Kuyere's Strategy for Extreme Affordability
Innovation that serves the lowest-income families first
If solar electrification is going to reduce poverty in Malawi villages, it needs to be distributed with new electricity and technology business models. In any economic exchange of money and services, the difference in value between the need that the customer has for the service and the cost to the supplier of providing that service is the “surplus value” or profit of the exchange. To reduce poverty, the net surplus value of electricity needs to be maximized, AND most of that surplus needs to go to the customer to increase standards of living. This means that to reduce poverty, solar technology needs to both have a rapidly falling cost, AND profits need to be shared equitably between suppliers and customers. In traditional business, companies focus primarily on maximizing growth and returns to their investors/owners.
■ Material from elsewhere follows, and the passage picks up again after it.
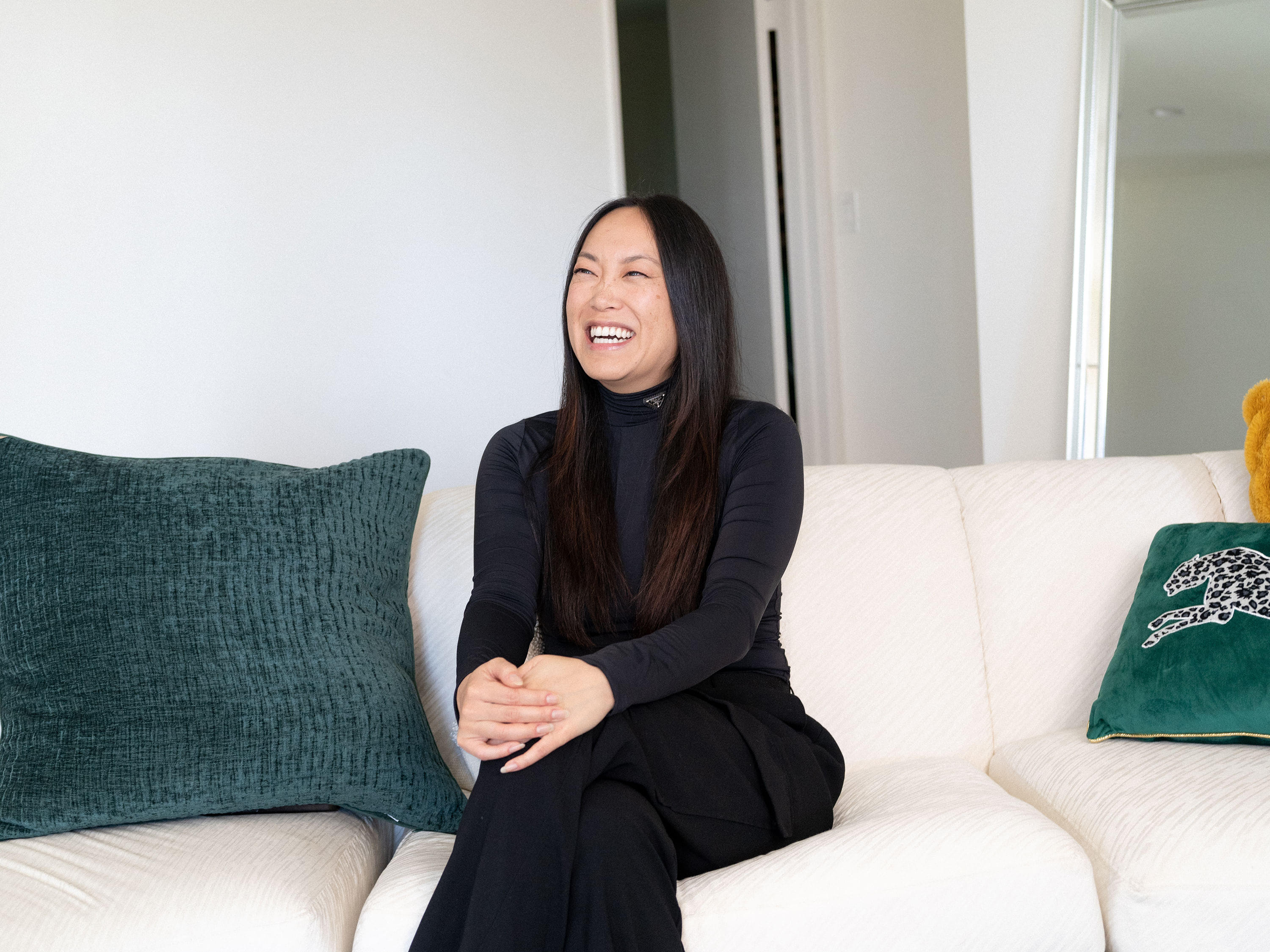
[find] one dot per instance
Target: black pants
(581, 852)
But this does not reduce poverty because when the suppliers keep the surplus for themselves to maximize growth, they do not leave enough surplus for the customers who need to retain net value to increase their standard of living.
Debt-free affordable solar
Even though there are approximately 45 countries in Sub-Saharan Africa, the vast majority of companies working on solar electrification are focusing on primarily four countries: Kenya, Tanzania, Rwanda, and Uganda. While some of the demand is being satisfied by current efforts and local entrepreneurs, there is a huge population of customers who are largely outside the sphere of operations of current efforts. What Kuyere’s effort does, is develop a business model and custom technologies for those hundreds of millions of potential users that may be falling through the cracks of current efforts.
We think we can do better than the other folks in terms of providing a better and more affordable solution that is relevant and feasible for a larger number of Malawi’s lowest-income customers. Note that the fact that we are trying to make a solution that is affordable for lower income countries and customers is not a criticism of projects and efforts that are targeting middle-income households and countries. It is simply because our venture has a moral focus (to help as many people as possible with limited funds), we have to reach greater levels of affordability than other suppliers. Some companies are charging approximately $10/month and $21/month respectively (according to news reports), whereas the solution we provide to households in Malawi scale down to an entry level system of only $2/month. The difference between a $2/month solution and a $10/month solution is very important for the lowest income customers.
Solar-electric cooking NOW!
“Last-forever” solar electricity that replaces batteries with capacitors
Capacitors make very-long-lasting solar home systems possible. Capacitors can last 10 years or more, but batteries do not. By using capacitors, we can provide solar electricity for even the lowest income customers because subsidized solar systems do not have to be replaced. When supporters know their financial contribution will have a greater long-term impact on the life of a low-income family; it is easier to get sponsors to support solar energy justice.